You can find this tool for free at www.findingoptimism.com. This application can be downloaded to your iphone/ipad, downloaded straight to your computer or you can use the program through the web-based version. There is not an app for Android yet. Optimism is user-friendly and can be customized for your needs. I wish you could rate items like “anxiety” as low, medium or high, but the quick setup is an attractive quality and it can be accessed in a variety of ways. Graphs and reports can be created from the data entered and printed out for your use.

3. T2 Mood Tracker

This is a mobile app available on iphone and on Android. T2 Mood Tracker was first developed for the military with ptsd, but is now being widely used by civilians as well. The app comes preloaded with feelings and behaviors to track and can be customized for your needs. Customization can take some time, but may be worth it if you like this interface. Graphs can be emailed or printed out for your use.

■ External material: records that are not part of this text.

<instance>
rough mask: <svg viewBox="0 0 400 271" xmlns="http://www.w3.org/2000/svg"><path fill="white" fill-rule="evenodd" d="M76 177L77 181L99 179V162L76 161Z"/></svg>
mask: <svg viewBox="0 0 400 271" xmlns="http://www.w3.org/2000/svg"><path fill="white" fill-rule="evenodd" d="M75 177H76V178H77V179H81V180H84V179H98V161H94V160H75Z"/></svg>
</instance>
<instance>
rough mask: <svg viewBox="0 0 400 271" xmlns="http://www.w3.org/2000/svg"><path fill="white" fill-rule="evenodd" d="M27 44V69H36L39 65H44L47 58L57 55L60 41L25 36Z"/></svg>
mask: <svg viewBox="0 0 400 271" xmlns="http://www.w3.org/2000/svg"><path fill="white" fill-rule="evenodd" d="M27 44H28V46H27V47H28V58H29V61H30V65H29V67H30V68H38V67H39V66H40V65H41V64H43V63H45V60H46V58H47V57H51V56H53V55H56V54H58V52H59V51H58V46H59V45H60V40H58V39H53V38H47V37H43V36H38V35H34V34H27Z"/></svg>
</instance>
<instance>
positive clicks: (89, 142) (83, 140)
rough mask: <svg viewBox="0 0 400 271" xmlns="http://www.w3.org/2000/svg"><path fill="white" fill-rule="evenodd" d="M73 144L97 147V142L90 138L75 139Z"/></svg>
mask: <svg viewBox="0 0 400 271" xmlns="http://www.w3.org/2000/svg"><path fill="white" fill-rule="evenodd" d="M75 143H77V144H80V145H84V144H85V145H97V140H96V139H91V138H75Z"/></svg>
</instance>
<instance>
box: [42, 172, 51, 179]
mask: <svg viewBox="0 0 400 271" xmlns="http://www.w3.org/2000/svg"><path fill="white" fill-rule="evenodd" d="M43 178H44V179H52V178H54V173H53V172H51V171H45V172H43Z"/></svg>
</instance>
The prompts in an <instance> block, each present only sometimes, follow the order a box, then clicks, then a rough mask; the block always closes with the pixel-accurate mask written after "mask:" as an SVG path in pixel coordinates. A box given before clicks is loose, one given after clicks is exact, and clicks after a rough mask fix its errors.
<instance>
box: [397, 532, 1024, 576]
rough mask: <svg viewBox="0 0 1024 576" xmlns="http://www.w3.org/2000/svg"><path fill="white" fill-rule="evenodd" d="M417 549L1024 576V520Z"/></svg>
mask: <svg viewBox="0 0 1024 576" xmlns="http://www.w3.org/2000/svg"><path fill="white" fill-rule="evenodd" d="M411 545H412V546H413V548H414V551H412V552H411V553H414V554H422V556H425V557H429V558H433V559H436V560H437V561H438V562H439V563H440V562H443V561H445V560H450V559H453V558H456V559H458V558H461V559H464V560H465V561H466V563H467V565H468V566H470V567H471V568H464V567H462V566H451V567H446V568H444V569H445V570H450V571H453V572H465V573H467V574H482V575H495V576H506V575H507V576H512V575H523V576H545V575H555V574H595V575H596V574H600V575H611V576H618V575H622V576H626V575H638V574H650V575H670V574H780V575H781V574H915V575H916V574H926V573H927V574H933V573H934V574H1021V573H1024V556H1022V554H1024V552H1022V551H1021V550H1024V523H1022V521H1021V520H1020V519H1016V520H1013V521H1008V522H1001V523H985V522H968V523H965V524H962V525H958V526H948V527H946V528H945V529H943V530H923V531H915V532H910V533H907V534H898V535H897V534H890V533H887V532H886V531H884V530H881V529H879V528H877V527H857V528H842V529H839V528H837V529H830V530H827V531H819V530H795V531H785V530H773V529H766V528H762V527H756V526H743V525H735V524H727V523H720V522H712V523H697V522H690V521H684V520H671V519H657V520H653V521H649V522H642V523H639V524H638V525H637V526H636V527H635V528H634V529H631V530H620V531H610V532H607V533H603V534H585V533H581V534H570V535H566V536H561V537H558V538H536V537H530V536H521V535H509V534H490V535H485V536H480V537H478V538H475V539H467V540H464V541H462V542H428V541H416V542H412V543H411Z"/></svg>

4. Make your ownword chart 2

You can open up a word document and create a chart. Fill in what you want to track in one side of the chart and then print a bunch out. 

5. Calendar

If all that seems like too much, then start off just using your calendar. Add a note to each day with the information you are watching. For example, you could write 5 for your depression on a scale of 1-10, 6.5 for hours of sleep, 0 for number or alcoholic drinks and a check mark for exercising that day. Some information is better than no information. It does not have to be a perfect system!

Talking with a therapist can help identify what you might keep track of and assist you in analyzing this information. Sometime we just need someone outside of ourselves to see the trends more clearly.